Maggie steps in front of her husband as Mulder sinks into a nearby armchair, rubbing her hands on his chest. “Bill, she’s right. This isn’t helping. Fox isn’t to blame.”
Bill heaves a sigh before sitting down. “You do anything this side of suspicious and you’ll regret ever being born,” he says. “Do you understand?”
“Yes, sir.”
Mulder fingers Scully’s cross necklace beneath his shirt.
—
“I don’t know if it will help... But I’m here, Scully. I’m here.” Mulder clasps her hand, searching for any sign of wakefulness, but finds none. Determined not to give up, he settles into his chair, soon falling asleep.
Mulder wakes up to Bill Scully looming over him from the other side of Scully’s bed, having just cleared his throat. “Morning, sir. Or afternoon. Or evening.” He adjusts his grip on Scully’s hand.
“Hello, Fox.” Bill lowers himself into the chair behind him, clasping his hands together. “How is she?”
“Unchanged, I think.”
“Mm.” They sit in silence, gazing at Scully’s peaceful face. “Do you love her?”
“W—what?”
“Do you love my daughter? You’re close, aren’t you? She spoke fondly of you. I took that to mean you were friends.

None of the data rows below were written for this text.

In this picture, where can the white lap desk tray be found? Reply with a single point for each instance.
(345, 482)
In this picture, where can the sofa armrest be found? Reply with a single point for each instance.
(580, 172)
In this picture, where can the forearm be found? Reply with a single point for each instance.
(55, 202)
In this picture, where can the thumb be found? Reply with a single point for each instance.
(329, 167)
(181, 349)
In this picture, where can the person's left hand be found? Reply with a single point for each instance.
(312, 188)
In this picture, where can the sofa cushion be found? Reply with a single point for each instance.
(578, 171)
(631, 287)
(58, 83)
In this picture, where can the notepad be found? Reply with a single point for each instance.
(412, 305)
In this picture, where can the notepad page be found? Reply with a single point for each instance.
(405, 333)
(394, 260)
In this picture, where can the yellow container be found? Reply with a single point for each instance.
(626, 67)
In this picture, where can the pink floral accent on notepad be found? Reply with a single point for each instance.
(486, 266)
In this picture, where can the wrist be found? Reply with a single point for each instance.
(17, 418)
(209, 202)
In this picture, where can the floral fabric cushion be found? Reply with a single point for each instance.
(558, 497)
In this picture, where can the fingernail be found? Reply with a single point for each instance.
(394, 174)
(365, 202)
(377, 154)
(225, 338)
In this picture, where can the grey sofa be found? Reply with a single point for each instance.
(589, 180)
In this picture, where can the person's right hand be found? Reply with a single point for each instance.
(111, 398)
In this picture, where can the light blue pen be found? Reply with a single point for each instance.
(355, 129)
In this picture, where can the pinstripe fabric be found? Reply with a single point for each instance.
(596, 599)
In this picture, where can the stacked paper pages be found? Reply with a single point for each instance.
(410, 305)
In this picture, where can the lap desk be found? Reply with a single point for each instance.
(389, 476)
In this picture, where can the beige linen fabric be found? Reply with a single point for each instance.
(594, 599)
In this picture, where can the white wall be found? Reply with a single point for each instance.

So, do you love her?”
Mulder blinks, still stunned by the abruptness of the question, before answering. “Yes, I love her. More than I expected.”
Mr. Scully only sighs, leaning forward to press a kiss to Scully’s temple. “Melissa is right. It feels better to sit by Dana’s side, offering her comfort rather than seeking our own.”
“She’s the one that convinced me to come down here. Melissa was adamant that Scully needs me here if she’s going to wake up.”
Mr. Scully nods. “You should go home.” Mulder’s head shoots up. “Get some rest and nourish yourself. You look homeless.” He chuckles, even though he’s not sure if it’s a joke. “My wife will be here soon. She’ll give you a call if anything changes.”
“Thank you, sir.” Mulder stands up to leave, though he can’t quite bring himself to let go of Scully’s hand that easily.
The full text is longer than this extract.